Hierarchical Vision-Language-Action Policies for Global Reasoning in Assembly Tasks

Published: 01 Feb 2026, Last Modified: 01 Feb 2026CoRL 2025 Workshop LEAP (Rolling)EveryoneRevisionsBibTeXCC BY 4.0
Keywords: Planning, Hierarchical Models, Vision-Language-Models, Imitation Learning
TL;DR: We use a Vision-Language Model to convert multimodal, human-style assembly instructions (text and sketches) into simple, visually-grounded conditioning signals for a downstream manipulation policy.
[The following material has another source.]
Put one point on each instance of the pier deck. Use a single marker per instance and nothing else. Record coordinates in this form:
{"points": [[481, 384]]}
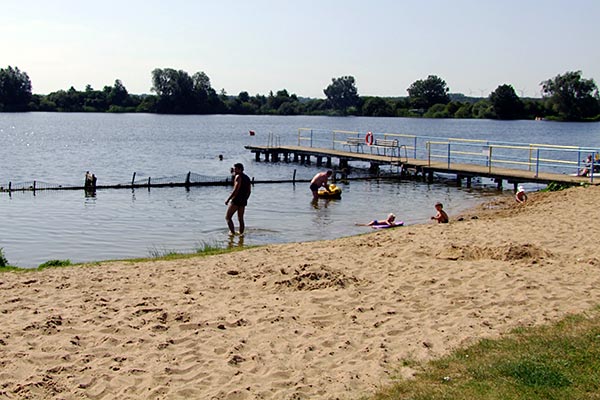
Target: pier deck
{"points": [[426, 168]]}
Abstract: The rapid development of robotic control policies holds great potential for automating industrial assembly, especially for small-batch production, where traditional methods are not cost-effective. To achieve the necessary flexibility, robots must interpret the same multimodal assembly instructions used by human workers, which typically combine text with visual elements like technical drawings to convey spatial and semantic information. While existing policies primarily focus on a single instruction modality at a time, we specifically address the challenge of combining information from complementary text and sketch instructions for robot action prediction. To this end, we propose a hierarchical framework where a fine-tuned vision-language model (VLM) acts as a high-level planner, converting multimodal instructions into a sequence of symbolic subtasks in the context of the environment observation. Crucially, each symbolic subtask is spatially grounded by a corresponding mask predicted over the robot’s visual observation. The modular design improves interpretability and adaptability, and by offloading instruction understanding to the VLM planner, it reduces the data an notation burden on the manipulation policy. We validate our approach on a novel benchmark designed for quantifying multimodal instruction execution capabilities and conduct careful ablation studies to assess the impact of key design decisions.